Relationship of PLXNC1 (rs2272335) polymorphism with genetic susceptibility to primary liver cancer among family clusters in Guangxi and its expression
10.3969/j.issn.1000-8179.20150397
- VernacularTitle:PLXNC1多态性与广西肝癌遗传易感的关系及其表达
- Author:
Chengcheng HE
;
Yu'an XIE
;
Sailan MAO
;
Zheng HUANG
;
Lei YAN
;
Ruiqiang ZHAO
- Publication Type:Journal Article
- Keywords:
liver neoplasm;
PLXNC1 gene;
single nucleotide polymorphism;
genetic susceptibility;
expression
- From:
Chinese Journal of Clinical Oncology
2015;(13):642-647
- CountryChina
- Language:Chinese
-
Abstract:
Objective:To investigate the correlation between plexinC1 (PLXNC1) rs2272335 polymorphism and the family clus-tering genetic susceptibility to primary liver cancer (PLC) in Guangxi and the expression of PLXNC1. Methods:Genotype and alleles of rs2272335 were determined in 20 liver cancer family groups (79 cases) and 10 healthy normal control groups (40 cases) in Fusui County through Time of Flight Mass Spectrometer. Immunohistochemistry detected the PLEXNC1 protein expression. Results:For the alleles of PLXNC1 (rs2272335) site, the risk of hepatocellular carcinoma (HCC) for individuals with [C] allele was 4.16-fold (95%CI=0.37-47.3, P=0.032) compared with that for individuals with [T] allele among the members of the healthy normal control group. The fre-quencies of the [C] and [T] alleles were similar in the HCC patients and the core individuals of liver cancer families (P>0.05).
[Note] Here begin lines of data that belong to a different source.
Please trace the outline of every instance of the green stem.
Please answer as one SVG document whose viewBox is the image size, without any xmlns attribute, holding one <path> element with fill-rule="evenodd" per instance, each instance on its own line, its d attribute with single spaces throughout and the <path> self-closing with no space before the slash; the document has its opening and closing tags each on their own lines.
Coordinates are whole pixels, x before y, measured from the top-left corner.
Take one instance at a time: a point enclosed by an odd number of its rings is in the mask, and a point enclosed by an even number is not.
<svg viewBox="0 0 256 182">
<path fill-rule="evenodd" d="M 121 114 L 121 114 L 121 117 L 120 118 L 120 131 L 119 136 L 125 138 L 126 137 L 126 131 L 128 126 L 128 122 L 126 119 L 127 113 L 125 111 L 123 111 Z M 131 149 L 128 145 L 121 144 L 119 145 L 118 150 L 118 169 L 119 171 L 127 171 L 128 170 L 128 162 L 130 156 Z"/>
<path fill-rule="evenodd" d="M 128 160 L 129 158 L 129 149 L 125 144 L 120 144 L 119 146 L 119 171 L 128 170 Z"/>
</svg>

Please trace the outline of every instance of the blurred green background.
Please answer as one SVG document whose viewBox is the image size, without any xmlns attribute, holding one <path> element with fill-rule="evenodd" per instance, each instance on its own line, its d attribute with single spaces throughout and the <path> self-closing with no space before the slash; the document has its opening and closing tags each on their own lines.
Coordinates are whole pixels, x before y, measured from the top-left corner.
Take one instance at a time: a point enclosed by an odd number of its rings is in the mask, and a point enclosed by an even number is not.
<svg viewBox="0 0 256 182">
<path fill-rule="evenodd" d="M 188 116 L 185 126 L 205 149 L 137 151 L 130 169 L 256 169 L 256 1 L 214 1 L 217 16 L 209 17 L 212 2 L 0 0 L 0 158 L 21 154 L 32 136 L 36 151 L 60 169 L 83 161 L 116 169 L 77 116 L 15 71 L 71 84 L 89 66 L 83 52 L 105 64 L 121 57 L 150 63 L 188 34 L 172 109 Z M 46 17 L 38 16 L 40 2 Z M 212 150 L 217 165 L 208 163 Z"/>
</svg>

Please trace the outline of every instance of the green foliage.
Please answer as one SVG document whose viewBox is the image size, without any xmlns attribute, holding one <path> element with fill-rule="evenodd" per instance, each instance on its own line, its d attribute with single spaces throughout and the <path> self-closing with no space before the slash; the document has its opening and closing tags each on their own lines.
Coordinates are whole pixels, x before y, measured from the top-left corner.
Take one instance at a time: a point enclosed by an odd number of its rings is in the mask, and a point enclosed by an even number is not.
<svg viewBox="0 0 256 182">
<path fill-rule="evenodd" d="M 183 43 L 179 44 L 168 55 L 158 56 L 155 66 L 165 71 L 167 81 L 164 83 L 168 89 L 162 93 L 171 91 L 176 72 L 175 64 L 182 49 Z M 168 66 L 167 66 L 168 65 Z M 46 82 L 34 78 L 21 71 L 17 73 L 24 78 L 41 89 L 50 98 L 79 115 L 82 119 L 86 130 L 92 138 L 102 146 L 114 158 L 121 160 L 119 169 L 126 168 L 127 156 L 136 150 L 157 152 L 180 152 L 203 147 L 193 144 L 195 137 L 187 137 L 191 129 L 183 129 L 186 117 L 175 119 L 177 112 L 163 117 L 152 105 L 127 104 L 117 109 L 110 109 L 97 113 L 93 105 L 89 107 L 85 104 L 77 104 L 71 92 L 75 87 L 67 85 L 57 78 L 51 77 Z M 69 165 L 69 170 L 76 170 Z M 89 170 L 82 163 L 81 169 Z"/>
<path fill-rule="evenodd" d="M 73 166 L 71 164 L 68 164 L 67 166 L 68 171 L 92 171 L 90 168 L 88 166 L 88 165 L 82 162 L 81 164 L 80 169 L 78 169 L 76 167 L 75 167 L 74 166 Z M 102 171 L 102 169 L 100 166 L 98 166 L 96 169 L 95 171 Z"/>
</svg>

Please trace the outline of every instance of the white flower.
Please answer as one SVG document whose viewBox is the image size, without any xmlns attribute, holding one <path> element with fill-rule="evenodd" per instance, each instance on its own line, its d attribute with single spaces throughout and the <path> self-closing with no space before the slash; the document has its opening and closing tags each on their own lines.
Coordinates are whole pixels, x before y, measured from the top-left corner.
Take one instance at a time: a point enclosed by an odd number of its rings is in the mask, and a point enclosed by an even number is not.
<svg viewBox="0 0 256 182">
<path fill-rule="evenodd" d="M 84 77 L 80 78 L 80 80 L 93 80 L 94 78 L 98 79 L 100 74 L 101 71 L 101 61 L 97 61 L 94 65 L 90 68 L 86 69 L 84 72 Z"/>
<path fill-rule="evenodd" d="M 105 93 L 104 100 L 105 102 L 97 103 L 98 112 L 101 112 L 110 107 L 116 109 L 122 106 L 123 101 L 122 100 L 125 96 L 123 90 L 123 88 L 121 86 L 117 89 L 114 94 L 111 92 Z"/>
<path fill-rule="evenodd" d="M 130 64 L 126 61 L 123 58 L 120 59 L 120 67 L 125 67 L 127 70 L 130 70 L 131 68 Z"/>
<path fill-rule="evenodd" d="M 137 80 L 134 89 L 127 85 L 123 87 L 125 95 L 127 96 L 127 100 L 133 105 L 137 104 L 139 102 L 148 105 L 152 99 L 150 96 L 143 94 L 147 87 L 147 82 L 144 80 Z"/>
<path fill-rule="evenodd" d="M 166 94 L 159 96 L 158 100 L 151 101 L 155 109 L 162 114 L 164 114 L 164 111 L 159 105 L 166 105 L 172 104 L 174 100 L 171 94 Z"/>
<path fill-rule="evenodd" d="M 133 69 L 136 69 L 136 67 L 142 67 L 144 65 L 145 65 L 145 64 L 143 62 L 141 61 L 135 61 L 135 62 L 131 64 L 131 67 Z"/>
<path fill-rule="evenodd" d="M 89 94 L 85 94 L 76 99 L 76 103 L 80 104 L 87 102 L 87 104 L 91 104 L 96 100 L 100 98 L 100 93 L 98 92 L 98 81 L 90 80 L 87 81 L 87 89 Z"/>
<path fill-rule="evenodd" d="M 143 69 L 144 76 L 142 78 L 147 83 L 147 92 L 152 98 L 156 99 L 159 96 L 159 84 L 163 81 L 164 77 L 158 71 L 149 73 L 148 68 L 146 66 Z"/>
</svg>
For the genotype of the PLXNC1 (rs2272335) site, the differences in frequencies of TT, TC, and CC genotypes were not statistically significant among the PLC patients and the core individuals of the liver cancer families and normal controls. The PLXNC1 protein expression in HCC (3.12±1.12) was higher than in hepatocellular paracancerous tissues (1.54±0.67) and in benign hepatocellular lesions (1.23±0.87) (P<0.05). Conclusion:The [C] allele of PLXNC1 (rs2272335) site might be the risk gene for the occurrence of PLC family clustering in Guangxi. PLXNC1 protein overexpression was closely correlated with PLC oncogenesis.